Sabrina Helm, an associate professor in the Norton School of Family and Consumer Sciences in the College of Agriculture and Life Sciences, is lead author of a new peer-reviewed study that looks at how climate change is affecting people's decisions about whether to have children.

"For many people, the question of whether to have children or not is one of the biggest they will face in their lives," Helm said. "If you are worried about what the future will look like because of climate change, obviously it will impact how you view this very important decision in your life."

Helm and her collaborators wanted to better understand the specific climate change-related reasons people have for not wanting to have children. They started by analyzing online comments posted in response to news articles written about the growing trend of people forgoing having children due to climate change concerns.

They then sought out adults ages 18 to 35 who said climate change plays an important role in their reproductive decision-making. They interviewed 24 participants about their concerns.

The researchers' findings, published in the journal Population and Environment, identify three major themes that emerged in both the online comments and the interviews.

1) Overconsumption. This was the most common concern expressed by interviewees, Helm said. Almost all participants said they worried about how children would contribute to climate change through an increased carbon footprint and overuse of resources that could become more scarce in the future, such as food and water.

2) Overpopulation. Overpopulation was the prevailing concern among online commenters, and it often came up in interviews as well, Helm said. Some participants said they felt having more than two children would be problematic and even selfish, as they would be "over-replacing" themselves and their partner. Some said they saw adoption as a more responsible choice. "Adoption was seen as the low-carbon alternative," Helm said.

3) An uncertain future. Interviewees and online commenters also frequently expressed a sense of doom about the future if climate change continues unchecked. Many said they would feel guilty or as if they were doing something morally or ethically wrong if they brought a child into a world with such an uncertain future.

While the "doom" perspective was prevalent, it was also balanced with expressions of hope, Helm said. Some interviewees and commenters said the very idea of children gives hope for a better and brighter future. Others expressed hope that future generations could contribute to environmental improvement by increasing climate change awareness and action.

"There was a hope that future generations will get the job done and makes things better," Helm said. "But that puts a lot of burden on small children."

Understanding how climate change affects reproductive decision-making is part of a larger effort by Helm and other researchers to understand how climate change is impacting individuals mentally and emotionally overall. Helm noted that climate change anxiety is on the rise, especially in younger people.

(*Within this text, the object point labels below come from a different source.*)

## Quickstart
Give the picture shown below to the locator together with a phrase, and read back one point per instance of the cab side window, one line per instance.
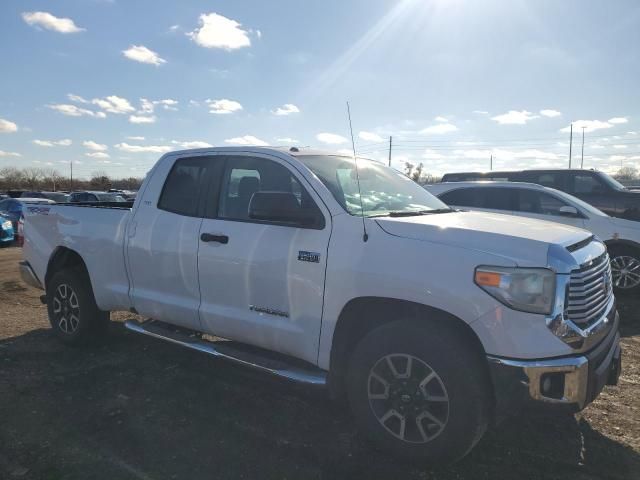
(182, 189)
(245, 176)
(541, 203)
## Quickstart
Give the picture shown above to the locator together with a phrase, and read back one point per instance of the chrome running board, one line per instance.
(258, 359)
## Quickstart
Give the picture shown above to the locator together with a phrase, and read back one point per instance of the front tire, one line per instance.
(625, 269)
(73, 313)
(419, 391)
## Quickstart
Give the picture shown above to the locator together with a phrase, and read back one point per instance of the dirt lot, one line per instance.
(142, 409)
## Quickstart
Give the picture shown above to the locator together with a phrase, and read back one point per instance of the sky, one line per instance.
(111, 85)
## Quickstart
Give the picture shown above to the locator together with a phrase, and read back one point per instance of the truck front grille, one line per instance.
(590, 290)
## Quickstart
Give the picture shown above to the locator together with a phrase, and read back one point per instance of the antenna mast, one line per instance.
(365, 236)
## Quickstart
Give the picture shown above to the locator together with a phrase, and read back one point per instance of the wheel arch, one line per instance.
(363, 314)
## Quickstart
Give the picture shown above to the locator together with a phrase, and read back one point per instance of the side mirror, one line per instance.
(282, 207)
(568, 211)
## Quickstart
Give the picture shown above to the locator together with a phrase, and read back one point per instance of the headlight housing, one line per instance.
(530, 290)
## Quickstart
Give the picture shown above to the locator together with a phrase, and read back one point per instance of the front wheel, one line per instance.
(625, 269)
(73, 313)
(418, 391)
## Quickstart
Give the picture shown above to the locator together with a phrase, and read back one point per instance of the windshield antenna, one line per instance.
(365, 235)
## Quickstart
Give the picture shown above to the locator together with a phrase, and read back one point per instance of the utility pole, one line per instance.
(582, 154)
(570, 143)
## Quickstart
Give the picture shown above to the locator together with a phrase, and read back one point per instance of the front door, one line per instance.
(262, 282)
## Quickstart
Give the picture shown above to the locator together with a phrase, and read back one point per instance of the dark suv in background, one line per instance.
(592, 186)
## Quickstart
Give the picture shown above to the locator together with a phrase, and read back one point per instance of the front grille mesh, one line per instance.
(589, 292)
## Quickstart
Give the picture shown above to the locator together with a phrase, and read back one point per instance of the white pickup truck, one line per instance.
(432, 322)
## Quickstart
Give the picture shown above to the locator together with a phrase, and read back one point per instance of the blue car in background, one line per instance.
(6, 231)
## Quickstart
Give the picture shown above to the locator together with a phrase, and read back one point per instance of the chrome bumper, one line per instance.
(570, 381)
(28, 275)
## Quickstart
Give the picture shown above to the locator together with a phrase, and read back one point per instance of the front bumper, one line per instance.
(28, 275)
(569, 383)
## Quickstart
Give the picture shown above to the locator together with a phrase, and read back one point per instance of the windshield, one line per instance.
(612, 182)
(109, 197)
(384, 190)
(579, 203)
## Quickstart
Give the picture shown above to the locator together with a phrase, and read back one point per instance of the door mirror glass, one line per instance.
(568, 211)
(280, 207)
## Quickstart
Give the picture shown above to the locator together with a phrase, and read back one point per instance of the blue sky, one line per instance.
(111, 85)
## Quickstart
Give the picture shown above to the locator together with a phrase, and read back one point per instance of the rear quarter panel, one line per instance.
(96, 234)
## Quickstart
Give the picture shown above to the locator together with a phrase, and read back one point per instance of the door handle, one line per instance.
(209, 237)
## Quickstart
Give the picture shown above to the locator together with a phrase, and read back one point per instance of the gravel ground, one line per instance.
(143, 409)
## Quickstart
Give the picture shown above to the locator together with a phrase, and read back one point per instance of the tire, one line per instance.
(73, 313)
(625, 269)
(447, 391)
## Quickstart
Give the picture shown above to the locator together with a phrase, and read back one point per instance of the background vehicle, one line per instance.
(13, 208)
(535, 201)
(594, 187)
(392, 301)
(6, 231)
(93, 196)
(58, 197)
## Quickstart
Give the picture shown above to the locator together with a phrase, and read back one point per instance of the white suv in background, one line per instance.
(535, 201)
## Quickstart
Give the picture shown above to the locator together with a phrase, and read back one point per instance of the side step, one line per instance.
(256, 358)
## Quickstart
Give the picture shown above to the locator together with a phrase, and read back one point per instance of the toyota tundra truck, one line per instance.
(343, 274)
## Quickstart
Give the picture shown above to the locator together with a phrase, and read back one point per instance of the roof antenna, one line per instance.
(365, 235)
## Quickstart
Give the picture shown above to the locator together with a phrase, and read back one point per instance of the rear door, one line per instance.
(162, 245)
(262, 282)
(544, 206)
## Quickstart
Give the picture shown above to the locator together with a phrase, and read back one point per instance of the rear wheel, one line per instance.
(625, 269)
(73, 313)
(418, 392)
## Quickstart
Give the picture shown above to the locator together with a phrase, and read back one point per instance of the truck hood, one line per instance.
(521, 240)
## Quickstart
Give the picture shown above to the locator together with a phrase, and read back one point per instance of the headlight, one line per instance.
(526, 289)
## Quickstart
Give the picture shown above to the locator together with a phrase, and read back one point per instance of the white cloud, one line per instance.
(217, 31)
(96, 147)
(550, 113)
(9, 154)
(142, 119)
(286, 140)
(286, 109)
(50, 22)
(514, 117)
(7, 127)
(52, 143)
(370, 137)
(223, 106)
(76, 98)
(331, 138)
(194, 144)
(589, 126)
(140, 53)
(75, 111)
(114, 104)
(246, 140)
(439, 129)
(125, 147)
(618, 120)
(97, 155)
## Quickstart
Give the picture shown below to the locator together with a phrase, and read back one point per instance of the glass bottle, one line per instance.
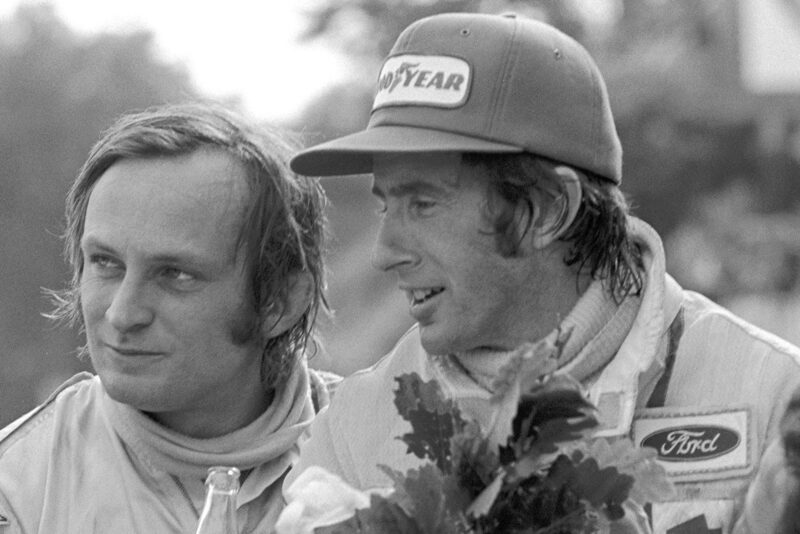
(219, 511)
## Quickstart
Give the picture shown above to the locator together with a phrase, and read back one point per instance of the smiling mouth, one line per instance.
(132, 352)
(417, 297)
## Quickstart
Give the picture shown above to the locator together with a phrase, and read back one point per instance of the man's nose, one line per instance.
(129, 309)
(392, 248)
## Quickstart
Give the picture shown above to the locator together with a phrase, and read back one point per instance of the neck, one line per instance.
(559, 289)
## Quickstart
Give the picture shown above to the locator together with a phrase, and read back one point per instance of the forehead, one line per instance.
(438, 168)
(184, 201)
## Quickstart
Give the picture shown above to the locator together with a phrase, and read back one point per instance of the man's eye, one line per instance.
(420, 205)
(178, 275)
(103, 263)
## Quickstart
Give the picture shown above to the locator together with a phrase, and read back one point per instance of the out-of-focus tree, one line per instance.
(687, 125)
(58, 90)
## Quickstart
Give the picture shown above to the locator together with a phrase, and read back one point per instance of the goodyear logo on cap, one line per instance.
(439, 81)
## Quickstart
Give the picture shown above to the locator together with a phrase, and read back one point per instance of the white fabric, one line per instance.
(720, 361)
(83, 463)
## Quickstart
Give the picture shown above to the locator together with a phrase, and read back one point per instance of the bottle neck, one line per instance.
(219, 510)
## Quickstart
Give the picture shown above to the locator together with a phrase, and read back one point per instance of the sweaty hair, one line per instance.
(600, 244)
(281, 234)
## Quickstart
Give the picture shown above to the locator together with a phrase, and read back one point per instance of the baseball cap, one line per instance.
(469, 82)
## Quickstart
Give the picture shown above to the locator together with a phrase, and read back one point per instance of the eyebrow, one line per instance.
(181, 257)
(408, 188)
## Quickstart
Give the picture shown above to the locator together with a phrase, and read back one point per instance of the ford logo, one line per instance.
(692, 442)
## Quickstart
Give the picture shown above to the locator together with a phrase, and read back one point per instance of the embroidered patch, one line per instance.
(408, 79)
(693, 442)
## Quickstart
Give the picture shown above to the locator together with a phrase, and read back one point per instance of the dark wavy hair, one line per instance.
(282, 233)
(600, 243)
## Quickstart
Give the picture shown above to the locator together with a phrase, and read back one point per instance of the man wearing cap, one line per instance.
(497, 164)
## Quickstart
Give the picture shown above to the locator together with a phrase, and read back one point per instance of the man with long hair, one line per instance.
(196, 257)
(497, 165)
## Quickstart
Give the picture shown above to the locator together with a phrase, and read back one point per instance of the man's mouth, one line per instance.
(420, 296)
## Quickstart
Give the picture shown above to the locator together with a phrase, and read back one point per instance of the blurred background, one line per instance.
(706, 95)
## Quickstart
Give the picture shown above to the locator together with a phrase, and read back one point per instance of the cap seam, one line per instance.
(503, 88)
(596, 114)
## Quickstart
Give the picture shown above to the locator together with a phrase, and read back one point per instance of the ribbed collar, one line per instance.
(268, 443)
(597, 327)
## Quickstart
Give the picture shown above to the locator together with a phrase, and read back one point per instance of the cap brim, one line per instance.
(352, 154)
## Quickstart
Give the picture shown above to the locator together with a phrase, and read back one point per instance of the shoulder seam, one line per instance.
(35, 416)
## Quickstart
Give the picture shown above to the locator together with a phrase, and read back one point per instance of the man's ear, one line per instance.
(555, 216)
(284, 315)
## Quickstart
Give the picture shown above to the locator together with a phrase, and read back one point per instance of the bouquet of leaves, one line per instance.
(547, 477)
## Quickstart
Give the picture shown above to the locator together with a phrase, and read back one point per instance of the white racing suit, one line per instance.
(84, 463)
(703, 387)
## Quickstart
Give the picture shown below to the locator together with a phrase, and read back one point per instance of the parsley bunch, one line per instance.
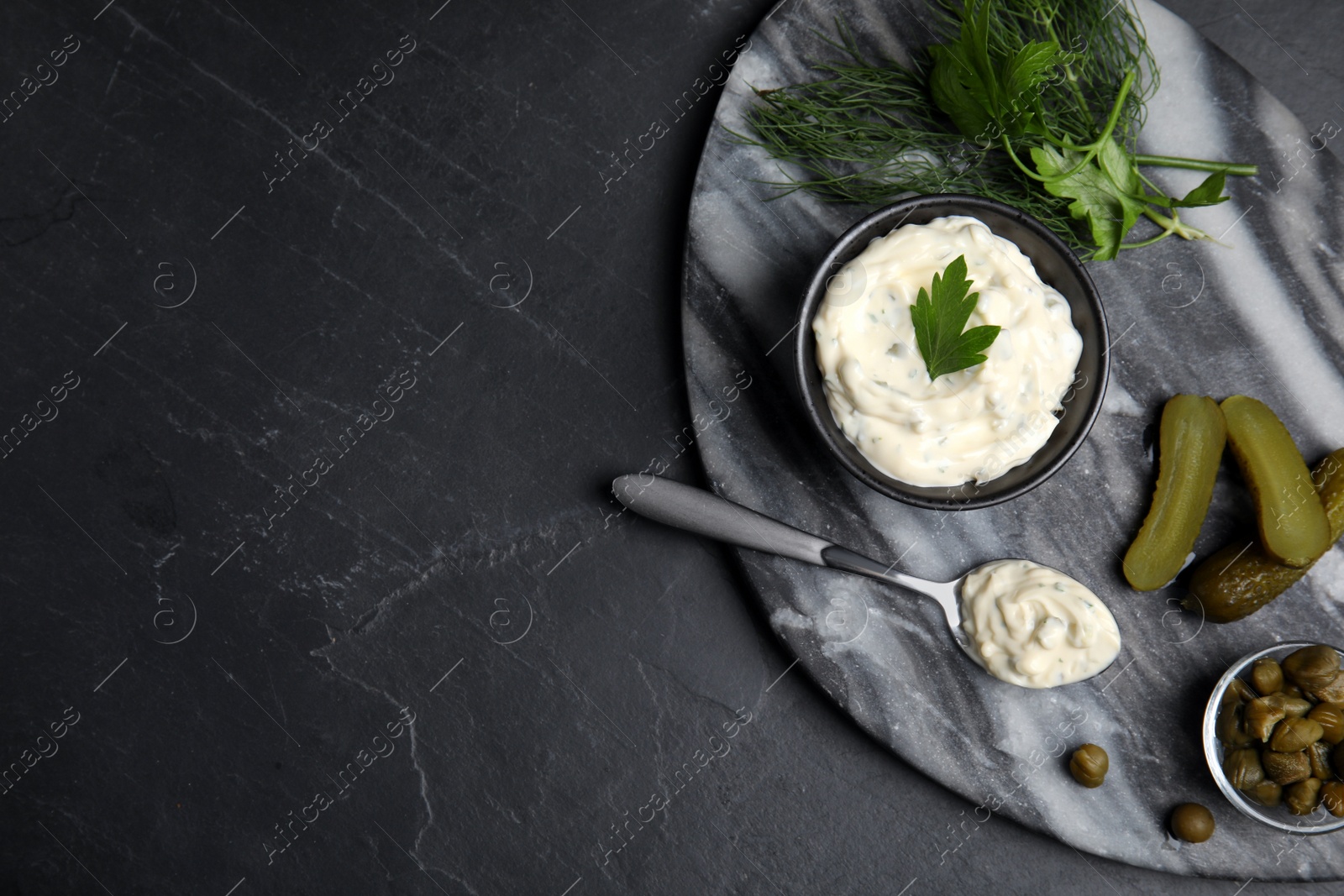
(1000, 107)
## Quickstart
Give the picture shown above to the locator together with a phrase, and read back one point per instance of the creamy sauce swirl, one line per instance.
(1034, 626)
(972, 425)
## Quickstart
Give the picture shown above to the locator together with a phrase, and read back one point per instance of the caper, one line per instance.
(1263, 715)
(1089, 766)
(1332, 797)
(1296, 707)
(1268, 676)
(1314, 667)
(1267, 793)
(1303, 797)
(1231, 725)
(1242, 768)
(1292, 735)
(1332, 692)
(1319, 754)
(1241, 691)
(1193, 822)
(1332, 721)
(1289, 768)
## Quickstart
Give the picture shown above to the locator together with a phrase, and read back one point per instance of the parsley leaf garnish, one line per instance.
(940, 322)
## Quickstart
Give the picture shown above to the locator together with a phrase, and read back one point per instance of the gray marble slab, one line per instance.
(1260, 317)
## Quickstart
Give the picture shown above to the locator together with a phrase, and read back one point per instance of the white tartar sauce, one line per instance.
(1034, 626)
(972, 425)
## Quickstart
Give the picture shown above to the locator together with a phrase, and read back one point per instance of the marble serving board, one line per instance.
(1261, 317)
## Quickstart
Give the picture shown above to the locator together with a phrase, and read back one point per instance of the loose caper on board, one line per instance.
(1193, 822)
(1089, 765)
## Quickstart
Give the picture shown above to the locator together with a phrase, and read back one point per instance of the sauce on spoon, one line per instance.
(1034, 626)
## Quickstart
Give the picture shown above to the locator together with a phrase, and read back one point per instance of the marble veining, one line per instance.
(1261, 317)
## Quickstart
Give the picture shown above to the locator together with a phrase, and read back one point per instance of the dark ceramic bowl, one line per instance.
(1055, 264)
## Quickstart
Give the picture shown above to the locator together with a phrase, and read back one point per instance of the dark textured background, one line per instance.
(463, 560)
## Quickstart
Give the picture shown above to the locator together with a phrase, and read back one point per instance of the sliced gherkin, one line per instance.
(1191, 445)
(1288, 511)
(1242, 578)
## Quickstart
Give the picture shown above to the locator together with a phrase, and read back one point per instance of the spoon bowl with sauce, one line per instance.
(1021, 622)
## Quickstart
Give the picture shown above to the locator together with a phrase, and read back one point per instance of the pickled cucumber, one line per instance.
(1288, 511)
(1242, 578)
(1191, 445)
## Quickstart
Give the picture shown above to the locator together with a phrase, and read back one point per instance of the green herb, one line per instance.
(940, 318)
(1000, 107)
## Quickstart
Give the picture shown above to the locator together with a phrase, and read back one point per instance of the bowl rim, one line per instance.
(823, 421)
(1213, 747)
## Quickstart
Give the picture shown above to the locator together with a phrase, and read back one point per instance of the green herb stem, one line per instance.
(1198, 164)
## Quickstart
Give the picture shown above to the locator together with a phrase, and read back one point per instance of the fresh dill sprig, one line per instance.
(1032, 102)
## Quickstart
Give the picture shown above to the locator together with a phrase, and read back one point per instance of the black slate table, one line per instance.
(326, 329)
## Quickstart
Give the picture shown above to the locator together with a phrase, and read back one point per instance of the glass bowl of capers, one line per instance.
(1274, 736)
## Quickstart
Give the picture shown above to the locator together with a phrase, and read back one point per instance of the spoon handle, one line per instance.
(706, 513)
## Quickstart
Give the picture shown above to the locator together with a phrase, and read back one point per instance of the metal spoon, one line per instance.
(702, 512)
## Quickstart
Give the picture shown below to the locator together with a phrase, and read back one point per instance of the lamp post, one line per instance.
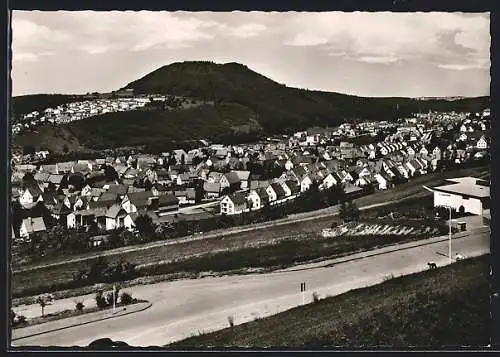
(449, 223)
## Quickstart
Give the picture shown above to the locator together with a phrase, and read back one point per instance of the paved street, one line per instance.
(182, 308)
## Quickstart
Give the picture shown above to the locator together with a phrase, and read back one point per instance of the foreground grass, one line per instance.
(71, 313)
(446, 307)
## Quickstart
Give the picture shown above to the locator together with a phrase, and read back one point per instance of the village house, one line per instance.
(30, 195)
(30, 226)
(115, 217)
(276, 193)
(230, 181)
(236, 203)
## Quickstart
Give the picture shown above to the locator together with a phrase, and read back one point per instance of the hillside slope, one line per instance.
(237, 100)
(281, 108)
(25, 104)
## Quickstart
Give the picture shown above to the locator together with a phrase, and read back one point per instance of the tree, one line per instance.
(42, 302)
(12, 316)
(29, 150)
(110, 173)
(113, 296)
(98, 269)
(100, 300)
(349, 211)
(126, 298)
(144, 224)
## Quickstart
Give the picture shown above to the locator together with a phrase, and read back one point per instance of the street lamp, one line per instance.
(449, 224)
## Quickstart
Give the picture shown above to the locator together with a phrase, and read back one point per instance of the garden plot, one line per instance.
(371, 229)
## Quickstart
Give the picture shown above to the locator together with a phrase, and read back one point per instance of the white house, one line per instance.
(234, 204)
(255, 199)
(382, 182)
(115, 217)
(482, 143)
(30, 195)
(305, 183)
(466, 195)
(30, 226)
(328, 182)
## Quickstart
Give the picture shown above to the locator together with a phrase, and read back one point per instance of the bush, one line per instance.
(21, 319)
(315, 297)
(12, 316)
(100, 300)
(126, 299)
(79, 306)
(110, 297)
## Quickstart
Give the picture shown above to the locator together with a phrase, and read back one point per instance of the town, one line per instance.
(114, 194)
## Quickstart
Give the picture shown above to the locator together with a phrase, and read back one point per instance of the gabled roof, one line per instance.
(242, 175)
(108, 197)
(118, 189)
(139, 199)
(168, 199)
(42, 176)
(293, 186)
(34, 225)
(278, 189)
(211, 187)
(232, 177)
(238, 198)
(114, 211)
(261, 191)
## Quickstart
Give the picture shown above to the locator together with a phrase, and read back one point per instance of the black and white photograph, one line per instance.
(261, 180)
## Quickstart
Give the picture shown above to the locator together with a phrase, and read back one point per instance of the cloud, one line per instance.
(96, 32)
(29, 39)
(392, 37)
(248, 30)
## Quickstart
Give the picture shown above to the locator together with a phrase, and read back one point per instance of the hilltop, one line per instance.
(238, 104)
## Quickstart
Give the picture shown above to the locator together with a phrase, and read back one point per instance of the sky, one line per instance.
(366, 54)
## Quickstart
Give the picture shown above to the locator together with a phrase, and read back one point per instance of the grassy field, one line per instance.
(448, 307)
(25, 281)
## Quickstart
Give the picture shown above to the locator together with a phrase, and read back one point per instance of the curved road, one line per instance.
(186, 307)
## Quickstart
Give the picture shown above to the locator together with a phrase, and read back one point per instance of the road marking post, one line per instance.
(303, 290)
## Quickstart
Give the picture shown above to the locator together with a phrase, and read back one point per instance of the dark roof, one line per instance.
(232, 177)
(238, 198)
(261, 191)
(140, 199)
(211, 187)
(114, 211)
(280, 192)
(168, 199)
(108, 197)
(118, 189)
(294, 187)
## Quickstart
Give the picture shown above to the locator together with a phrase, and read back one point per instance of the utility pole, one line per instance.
(449, 245)
(303, 290)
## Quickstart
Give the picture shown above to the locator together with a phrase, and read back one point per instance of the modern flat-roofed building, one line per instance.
(464, 194)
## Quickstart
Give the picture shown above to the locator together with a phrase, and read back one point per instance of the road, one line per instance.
(333, 210)
(185, 307)
(382, 198)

"Many people now are severely affected in terms of mental health with regard to climate change concerns," she said. "Then you add this very important decision about having kids, which very few take lightly, and this is an important topic from a public health perspective. It all ties into this bigger topic of how climate change affects people beyond the immediate effect of weather phenomena."

Helm said many study participants expressed anger and frustration that their concerns aren't taken seriously by family members and friends, who might dismissively tell them they will change their minds about having kids when they're older or meet the right person.

"It's still a bit taboo to even talk about this - about how worried they are - in an environment where there are still people who deny climate change," Helm said. "I think what's been lacking is the opportunity to talk about it and hear other people's voices. Maybe this research will help."